The subtext also reads like a jab at intellectual vanity. There’s a species of cleverness that hides behind opacity, confusing difficulty with depth. Anouilh reverses that hierarchy. The truly gifted don’t hoard insight; they translate it, but with enough elegance that the translation doesn’t feel like a translation. Coming from a mid-century French dramatist, shaped by war-era moral compromise and postwar disillusion, it’s also a defense of nuance: saying the hard thing plainly, without turning it into a slogan.
Quote Details
| Topic | Wisdom |
|---|---|
| Source | Help us find the source |
| Cite |
Citation Formats
APA Style (7th ed.)
Anouilh, Jean. (2026, January 17).
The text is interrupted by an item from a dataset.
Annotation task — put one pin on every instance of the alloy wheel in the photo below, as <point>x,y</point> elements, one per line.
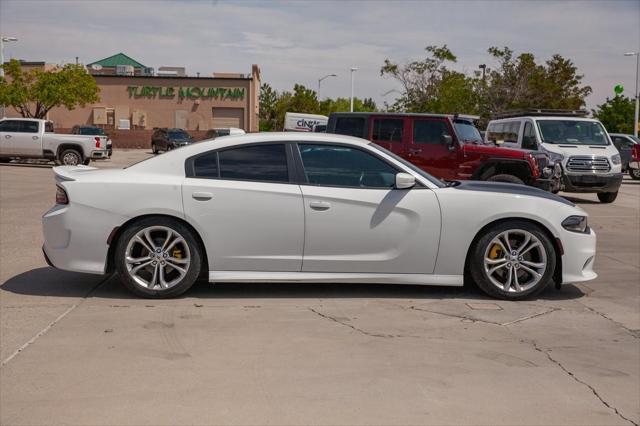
<point>157,257</point>
<point>515,261</point>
A genius knows how to make himself easily understood without being obvious about it. FixQuotes. https://fixquotes.com/quotes/a-genius-knows-how-to-make-himself-easily-80184/
Chicago Style
Anouilh, Jean. "A genius knows how to make himself easily understood without being obvious about it." FixQuotes. January 17, 2026. https://fixquotes.com/quotes/a-genius-knows-how-to-make-himself-easily-80184/.
MLA Style (9th ed.)
"A genius knows how to make himself easily understood without being obvious about it." FixQuotes, 17 Jan. 2026, https://fixquotes.com/quotes/a-genius-knows-how-to-make-himself-easily-80184/. Accessed 12 Feb. 2026.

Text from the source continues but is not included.